Director Lian glanced through quickly, his tone noticeably higher.
Treating diarrhea is the strength of the first group in gastroenterology; the two patients who discharged themselves both had diarrhea and fever, which naturally made him show a hint of dissatisfaction.
"The first case of diarrhea is difficult to treat. It was transferred from the children's hospital and had been treated there for a long time. Director Yang was the initial and primary care physician, who conducted three fecal cultures, all with negative results. The family, possibly having accumulated some emotions during treatment at the children's hospital, was somewhat unhappy and complained to the nurse, questioning if all our hospital could do was test feces?"
That morning, the family took the child and discharged voluntarily.
Because of this, Director Yang got so upset that he fell ill."
Some older doctors, having gained fame and enjoyed privileges, have developed an air of arrogance.
When faced with this situation, being questioned for lack of competence, they can become so frustrated that they fall ill.
"No wonder we didn't see Director Yang today! So, what happened with the second case?"
"This child was hospitalized for five days after admission, and diarrhea lasted for a total of 20 days, with mucus and pus in the stool. The initial diagnosis was pseudomembranous colitis, and it has been sent for pathology. The results aren't back yet, but the family discharged voluntarily. This child's family doubts us, possibly influenced by the previous case's family."
Stirring up trouble, setting the rhythm, it's pervasive.
This sort of thing happens easily in hospital wards.
When one family is dissatisfied with the hospital, they will try every trick in the book to spread biased remarks among fellow patients and their families in the same ward.
Those relatives with wisdom and perseverance will listen but not take it seriously.
But if another patient's treatment isn't going well, it's easy for them to listen and believe.
For such matters, hospitals generally don't have any good solutions.
To be honest, for the hospital, having one or two troublesome patients leave might actually make the staff a bit happier.
Big hospitals never lack patients.
While patients are hospitalized, the medical staff is responsible. Once discharged, patients and their families take responsibility for themselves.
"Go ahead and get busy while I take a look!"
After sending the young doctor away, Director Lian began to carefully examine each difficult case.
The hospital has a three-tier ward round system.

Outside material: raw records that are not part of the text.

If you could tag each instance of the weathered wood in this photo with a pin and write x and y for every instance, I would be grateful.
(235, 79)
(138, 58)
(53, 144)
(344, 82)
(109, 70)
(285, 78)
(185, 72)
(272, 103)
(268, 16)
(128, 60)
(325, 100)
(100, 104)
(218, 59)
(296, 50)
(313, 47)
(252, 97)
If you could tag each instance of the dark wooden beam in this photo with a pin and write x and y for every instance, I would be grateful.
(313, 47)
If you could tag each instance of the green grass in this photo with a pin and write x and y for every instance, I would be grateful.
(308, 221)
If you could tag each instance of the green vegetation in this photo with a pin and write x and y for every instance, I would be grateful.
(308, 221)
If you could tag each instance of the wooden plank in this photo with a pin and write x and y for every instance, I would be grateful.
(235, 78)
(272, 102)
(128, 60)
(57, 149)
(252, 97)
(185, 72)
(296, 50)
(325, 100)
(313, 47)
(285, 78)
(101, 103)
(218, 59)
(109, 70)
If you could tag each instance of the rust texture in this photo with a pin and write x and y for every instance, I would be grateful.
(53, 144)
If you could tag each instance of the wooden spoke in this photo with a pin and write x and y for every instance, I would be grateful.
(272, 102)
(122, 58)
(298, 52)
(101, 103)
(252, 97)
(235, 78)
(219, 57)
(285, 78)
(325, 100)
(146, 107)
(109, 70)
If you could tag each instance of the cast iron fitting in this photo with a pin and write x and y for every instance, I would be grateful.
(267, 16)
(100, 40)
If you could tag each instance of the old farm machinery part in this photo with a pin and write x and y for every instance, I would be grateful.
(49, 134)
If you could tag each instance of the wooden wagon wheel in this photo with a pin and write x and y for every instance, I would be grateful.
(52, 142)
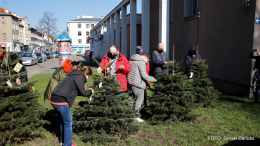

General cases are usually resolved by the hospital and attending physicians, and the director might only casually inquire about them during the weekly rounds.
The cases that truly require the directors' attention are the difficult ones and critical cases.
"The diagnostic direction for this child should be correct; it is likely pseudomembranous colitis, and we'll know once the pathology results are out. As for the first case of diarrhea, the cause is elusive, and there's a possibility of inflammatory bowel disease, though the probability is quite low. I need to call the family and find out."
Director Lian prioritized ruling out the two recent cases of voluntary discharge.
Other doctors might not even bother calling the families.
Because it's easy to get scolded.
Director Lian is known for his persistence. When it comes to challenging cases, he has a relentless spirit to pursue the truth.
This dedication to overcoming obstacles and seeking the truth is what makes him increasingly strong.
"Who is calling?"
Once the call was connected, a somewhat fierce-sounding middle-aged woman's voice came through.
"Hello, is this Tang Chengguang's family?"
"Yes, yes! Are you from Sunshine Clinic?"
The caller was the child's grandmother, who thought it was a doctor from Sunshine Clinic calling to inquire about the condition, and her tone and attitude immediately became very courteous.
"We are not a clinic; I am Lian Tao, the chief physician of the gastroenterology department at People's Hospital."
Director Lian is the chief physician at a top-tier hospital, a professor and expert, and would never be associated with a 'rat's nest' of a clinic.
He quickly clarified and identified himself to the family.